Multi-dimensional plasma proteomic profiling elucidates molecular mechanisms and pathophysiological networks in pediatric severe traumatic brain injury

Background
Severe traumatic brain injury (sTBI) is a leading cause of trauma-related mortality and morbidity in pediatric populations. The heterogeneous progression of sTBI presents significant challenges for prognosis and pathophysiological investigation, necessitating advances beyond traditional approaches. This study utilized plasma proteomic profiling to identify sTBI-specific protein alterations and functional pathways correlating with clinical variables in pediatric patients.

Methods
We performed plasma proteomic analysis on 20 matched pairs of pediatric sTBI patients and healthy controls. Proximity extension assays quantified 1,472 proteins. Gene set enrichment analysis identified enriched Reactome pathways and Gene Ontology terms among differentially expressed proteins. Pathway-clinical variable associations were calculated using weighted correlation sums between pathway proteins and clinical variables.
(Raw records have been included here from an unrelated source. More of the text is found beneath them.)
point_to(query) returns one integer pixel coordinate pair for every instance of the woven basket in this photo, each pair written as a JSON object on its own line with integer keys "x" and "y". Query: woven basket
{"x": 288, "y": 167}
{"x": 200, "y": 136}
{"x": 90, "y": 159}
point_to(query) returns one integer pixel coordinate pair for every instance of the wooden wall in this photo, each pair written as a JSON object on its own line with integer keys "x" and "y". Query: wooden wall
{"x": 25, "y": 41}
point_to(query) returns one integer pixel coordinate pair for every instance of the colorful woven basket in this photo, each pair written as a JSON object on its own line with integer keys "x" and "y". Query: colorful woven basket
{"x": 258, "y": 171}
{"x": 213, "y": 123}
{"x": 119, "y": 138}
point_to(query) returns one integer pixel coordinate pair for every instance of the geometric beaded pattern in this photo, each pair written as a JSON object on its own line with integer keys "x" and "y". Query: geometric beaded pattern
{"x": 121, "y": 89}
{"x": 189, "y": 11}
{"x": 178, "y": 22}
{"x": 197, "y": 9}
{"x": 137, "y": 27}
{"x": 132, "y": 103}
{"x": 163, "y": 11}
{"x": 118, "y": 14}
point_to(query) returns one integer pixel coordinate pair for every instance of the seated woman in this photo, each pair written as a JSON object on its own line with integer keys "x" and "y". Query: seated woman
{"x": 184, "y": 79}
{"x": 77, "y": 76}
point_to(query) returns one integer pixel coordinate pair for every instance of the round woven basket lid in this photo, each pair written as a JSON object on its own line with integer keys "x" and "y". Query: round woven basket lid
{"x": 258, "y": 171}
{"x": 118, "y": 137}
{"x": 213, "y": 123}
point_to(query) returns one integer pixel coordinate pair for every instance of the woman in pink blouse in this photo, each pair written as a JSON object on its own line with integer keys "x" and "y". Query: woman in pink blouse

Protein-protein interaction networks were analyzed using STRING.

Results
Using significance thresholds of FDR-adjusted P < 0.05 and fold change ≥ 4, we identified 65 differentially expressed proteins between sTBI samples and controls. Analysis revealed proteins involved in neuroinflammation and upregulated pathways related to cytokine and receptor/ligand signaling. Altered protein expression indicated structural and functional changes in neurons, glial cells, and vasculature. Upregulated pathways positively correlated with injury severity score, hyperglycemia, and coagulopathy, while negatively correlating with vault skull fractures and acidosis. IL-6 emerged as a central hub in protein-protein interactions, with distinct clusters representing opsonization, TNF family signaling, amidation, neuronal/astrocyte injury, and multifaceted sTBI responses.ConclusionsThese findings identify differentially expressed plasma proteins and enriched signaling pathways associated with clinical features, providing novel insights into pediatric sTBI pathophysiology. The identification of IL-6 as a central hub protein and the correlation of specific pathways with injury severity, metabolic dysfunction, and coagulopathy suggest potential targets for therapeutic intervention and prognostic biomarker development. This proteomic approach advances our understanding of the complex molecular cascades underlying pediatric sTBI and may inform precision medicine strategies for improved patient outcomes.